The Idaho ‘No Public Funds for Abortion Act’ Goes Into Effect

SLes lois actuelles sur l’avortement évoluent depuis la décision de la Cour suprême de juin de les annuler Roe c. Veau, la décision de 1973 codifiant le droit à l’avortement en vertu du 14e amendement. Dans l’Idaho, les étudiants font enfin face aux retombées de cette législation cette semaine, alors que les universités avertissent le personnel qu’aider les étudiants à trouver des cliniques d’avortement ou recommander des contraceptifs d’urgence pourrait leur valoir un crime en vertu d’une nouvelle loi de l’État.

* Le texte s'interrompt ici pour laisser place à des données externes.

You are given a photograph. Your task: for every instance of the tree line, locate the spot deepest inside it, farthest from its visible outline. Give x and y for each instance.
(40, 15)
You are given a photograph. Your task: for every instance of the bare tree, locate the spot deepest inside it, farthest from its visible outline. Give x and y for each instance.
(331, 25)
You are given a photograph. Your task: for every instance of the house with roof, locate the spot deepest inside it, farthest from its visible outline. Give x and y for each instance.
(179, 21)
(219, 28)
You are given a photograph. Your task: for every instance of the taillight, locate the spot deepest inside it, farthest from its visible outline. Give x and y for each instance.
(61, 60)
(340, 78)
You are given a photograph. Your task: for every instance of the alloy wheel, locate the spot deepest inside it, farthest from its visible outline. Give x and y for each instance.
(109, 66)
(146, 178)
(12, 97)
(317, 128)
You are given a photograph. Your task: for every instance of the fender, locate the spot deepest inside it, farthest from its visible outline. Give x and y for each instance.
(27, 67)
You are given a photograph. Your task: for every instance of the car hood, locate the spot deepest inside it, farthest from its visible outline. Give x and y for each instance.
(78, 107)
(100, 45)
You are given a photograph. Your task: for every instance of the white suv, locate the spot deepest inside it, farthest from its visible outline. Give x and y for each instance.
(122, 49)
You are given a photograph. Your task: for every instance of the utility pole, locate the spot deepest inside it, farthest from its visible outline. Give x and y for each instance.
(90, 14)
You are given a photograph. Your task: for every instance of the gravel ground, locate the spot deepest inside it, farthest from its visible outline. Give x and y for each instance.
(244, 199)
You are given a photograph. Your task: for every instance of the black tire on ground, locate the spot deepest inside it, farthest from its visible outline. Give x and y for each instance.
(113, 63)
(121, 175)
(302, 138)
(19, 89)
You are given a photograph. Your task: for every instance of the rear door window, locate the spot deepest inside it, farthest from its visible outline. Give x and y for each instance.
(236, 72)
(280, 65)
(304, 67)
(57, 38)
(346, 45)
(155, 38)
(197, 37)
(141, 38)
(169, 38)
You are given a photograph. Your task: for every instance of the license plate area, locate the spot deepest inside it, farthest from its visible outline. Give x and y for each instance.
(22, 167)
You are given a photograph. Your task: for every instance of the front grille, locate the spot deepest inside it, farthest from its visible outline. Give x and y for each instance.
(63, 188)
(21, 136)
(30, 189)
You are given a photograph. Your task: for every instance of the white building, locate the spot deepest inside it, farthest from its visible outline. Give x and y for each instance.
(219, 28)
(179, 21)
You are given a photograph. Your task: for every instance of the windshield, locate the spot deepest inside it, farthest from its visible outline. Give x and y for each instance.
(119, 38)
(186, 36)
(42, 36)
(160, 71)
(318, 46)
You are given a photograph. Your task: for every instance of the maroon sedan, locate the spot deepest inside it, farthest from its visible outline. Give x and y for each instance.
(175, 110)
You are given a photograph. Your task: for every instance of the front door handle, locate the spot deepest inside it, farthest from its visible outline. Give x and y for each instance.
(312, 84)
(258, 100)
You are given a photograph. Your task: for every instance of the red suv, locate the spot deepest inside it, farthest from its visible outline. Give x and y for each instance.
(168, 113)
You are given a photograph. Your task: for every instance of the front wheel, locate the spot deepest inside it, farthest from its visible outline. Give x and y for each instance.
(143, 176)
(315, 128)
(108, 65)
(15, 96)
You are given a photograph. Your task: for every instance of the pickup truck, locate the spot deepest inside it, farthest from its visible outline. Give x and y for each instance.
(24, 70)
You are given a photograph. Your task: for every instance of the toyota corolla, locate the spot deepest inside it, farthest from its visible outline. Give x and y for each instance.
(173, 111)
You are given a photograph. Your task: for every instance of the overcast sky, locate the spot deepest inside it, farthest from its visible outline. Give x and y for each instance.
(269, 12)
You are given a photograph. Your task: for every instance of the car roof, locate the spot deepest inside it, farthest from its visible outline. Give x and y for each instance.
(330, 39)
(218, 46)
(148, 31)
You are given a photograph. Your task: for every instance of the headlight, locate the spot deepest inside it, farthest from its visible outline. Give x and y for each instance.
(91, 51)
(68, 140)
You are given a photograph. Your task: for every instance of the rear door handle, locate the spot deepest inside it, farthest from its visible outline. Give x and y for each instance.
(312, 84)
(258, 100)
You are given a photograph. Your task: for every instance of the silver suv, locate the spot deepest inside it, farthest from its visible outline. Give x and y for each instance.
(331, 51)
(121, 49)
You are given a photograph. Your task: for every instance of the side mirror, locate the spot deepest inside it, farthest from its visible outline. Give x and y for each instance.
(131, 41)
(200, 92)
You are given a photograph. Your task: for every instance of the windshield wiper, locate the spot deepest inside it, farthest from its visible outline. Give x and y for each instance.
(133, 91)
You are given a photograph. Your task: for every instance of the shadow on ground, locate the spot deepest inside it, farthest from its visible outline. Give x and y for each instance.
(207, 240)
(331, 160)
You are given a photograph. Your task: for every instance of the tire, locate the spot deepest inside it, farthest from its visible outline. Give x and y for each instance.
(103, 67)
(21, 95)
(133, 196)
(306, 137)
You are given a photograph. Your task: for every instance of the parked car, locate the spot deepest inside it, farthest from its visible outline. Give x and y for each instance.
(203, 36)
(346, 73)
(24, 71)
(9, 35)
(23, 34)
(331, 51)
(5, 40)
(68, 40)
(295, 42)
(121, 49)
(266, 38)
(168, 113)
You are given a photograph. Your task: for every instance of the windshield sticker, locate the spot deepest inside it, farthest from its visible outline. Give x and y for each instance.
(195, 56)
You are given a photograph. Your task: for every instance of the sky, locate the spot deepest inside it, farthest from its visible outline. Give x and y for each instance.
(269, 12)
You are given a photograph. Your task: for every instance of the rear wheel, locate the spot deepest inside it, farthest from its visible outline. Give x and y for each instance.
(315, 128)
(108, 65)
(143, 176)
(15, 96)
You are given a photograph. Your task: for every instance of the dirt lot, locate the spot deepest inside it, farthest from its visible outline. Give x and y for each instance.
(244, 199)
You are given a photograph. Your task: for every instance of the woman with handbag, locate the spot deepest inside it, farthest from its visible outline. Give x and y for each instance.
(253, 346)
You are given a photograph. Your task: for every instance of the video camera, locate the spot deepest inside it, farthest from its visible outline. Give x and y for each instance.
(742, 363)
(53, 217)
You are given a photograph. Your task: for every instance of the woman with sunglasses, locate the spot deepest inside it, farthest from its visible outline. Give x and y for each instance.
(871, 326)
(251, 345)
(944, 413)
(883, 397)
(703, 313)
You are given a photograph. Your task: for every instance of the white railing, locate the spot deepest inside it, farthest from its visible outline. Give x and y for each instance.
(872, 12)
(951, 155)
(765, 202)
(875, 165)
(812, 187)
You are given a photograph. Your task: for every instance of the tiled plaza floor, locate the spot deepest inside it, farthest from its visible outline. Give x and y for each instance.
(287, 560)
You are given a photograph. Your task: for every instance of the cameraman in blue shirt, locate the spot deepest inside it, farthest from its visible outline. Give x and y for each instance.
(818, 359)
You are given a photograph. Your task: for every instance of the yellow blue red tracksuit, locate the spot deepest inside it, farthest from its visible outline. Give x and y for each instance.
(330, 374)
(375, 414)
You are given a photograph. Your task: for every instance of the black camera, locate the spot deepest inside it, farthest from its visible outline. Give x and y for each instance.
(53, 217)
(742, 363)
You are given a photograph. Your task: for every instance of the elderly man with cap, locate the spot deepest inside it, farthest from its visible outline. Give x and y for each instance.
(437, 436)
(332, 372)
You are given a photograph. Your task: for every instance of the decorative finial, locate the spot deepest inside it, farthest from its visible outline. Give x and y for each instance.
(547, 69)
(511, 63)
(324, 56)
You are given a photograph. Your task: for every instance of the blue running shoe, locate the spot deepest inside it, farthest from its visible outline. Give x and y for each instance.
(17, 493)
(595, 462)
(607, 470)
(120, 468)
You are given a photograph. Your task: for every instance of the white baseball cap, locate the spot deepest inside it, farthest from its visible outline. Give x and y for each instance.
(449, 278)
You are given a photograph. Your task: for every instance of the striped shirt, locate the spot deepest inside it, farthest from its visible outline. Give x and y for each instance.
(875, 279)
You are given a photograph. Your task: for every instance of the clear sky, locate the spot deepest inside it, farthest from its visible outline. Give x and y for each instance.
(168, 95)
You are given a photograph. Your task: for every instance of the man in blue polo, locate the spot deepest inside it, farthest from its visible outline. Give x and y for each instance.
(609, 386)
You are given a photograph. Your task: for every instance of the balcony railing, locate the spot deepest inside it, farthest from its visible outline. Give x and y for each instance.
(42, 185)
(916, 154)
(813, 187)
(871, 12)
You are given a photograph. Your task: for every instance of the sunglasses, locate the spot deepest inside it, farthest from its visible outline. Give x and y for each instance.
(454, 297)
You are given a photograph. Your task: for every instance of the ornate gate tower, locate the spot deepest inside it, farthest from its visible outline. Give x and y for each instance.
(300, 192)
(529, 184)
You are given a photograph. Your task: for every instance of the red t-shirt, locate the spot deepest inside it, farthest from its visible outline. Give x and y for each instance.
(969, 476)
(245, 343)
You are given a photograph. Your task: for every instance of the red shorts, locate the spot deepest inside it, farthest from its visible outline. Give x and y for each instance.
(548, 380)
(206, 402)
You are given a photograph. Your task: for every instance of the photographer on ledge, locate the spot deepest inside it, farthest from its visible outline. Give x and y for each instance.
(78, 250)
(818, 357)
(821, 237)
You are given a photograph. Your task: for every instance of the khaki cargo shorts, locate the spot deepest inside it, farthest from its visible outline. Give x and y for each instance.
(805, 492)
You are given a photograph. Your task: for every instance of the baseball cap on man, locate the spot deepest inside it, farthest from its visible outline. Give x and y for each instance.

La loi No Public Funds for Abortion Act, une loi de 2021, interdit aux professeurs de “faire la publicité” des services d’avortement à leurs étudiants. Cependant, ce n’est pas la seule loi qui complique la recherche de soins de santé reproductive pour les étudiants universitaires. Comme le note PBS News Hour, une série de lois plus anciennes qui ont été écrites il y a longtemps entrent maintenant en vigueur les unes après les autres dans l’Idaho (comme dans de nombreux autres États).

Par exemple, une loi de 1867, écrite avant même que l’Idaho ne devienne un État (et mise à jour en 1974), interdit toute publicité ou administration de services d’avortement ou de méthodes de contrôle des naissances telles que les préservatifs et le contrôle des naissances. Cela a incité l’administration de l’Université de l’Idaho à conseiller que les préservatifs ne soient distribués aux étudiants que pour se protéger contre les infections sexuellement transmissibles (IST) et jamais pour empêcher une grossesse.

Des questions subsistent quant à savoir si et comment la technologie sera utilisée pour surveiller les fonctionnaires du gouvernement qui peuvent offrir des conseils en matière de santé reproductive sur leurs ordinateurs appartenant à l’État.

“Il s’agit d’une loi difficile pour beaucoup et qui a de réelles implications pour les individus car elle appelle des poursuites individuelles”, a déclaré la porte-parole de l’Université de l’Idaho, Jodi Walker, dans un e-mail à l’école. « L’article ne précise pas ce que l’on entend par promotion de l’avortement, mais il est clair que le personnel universitaire est payé avec des fonds publics.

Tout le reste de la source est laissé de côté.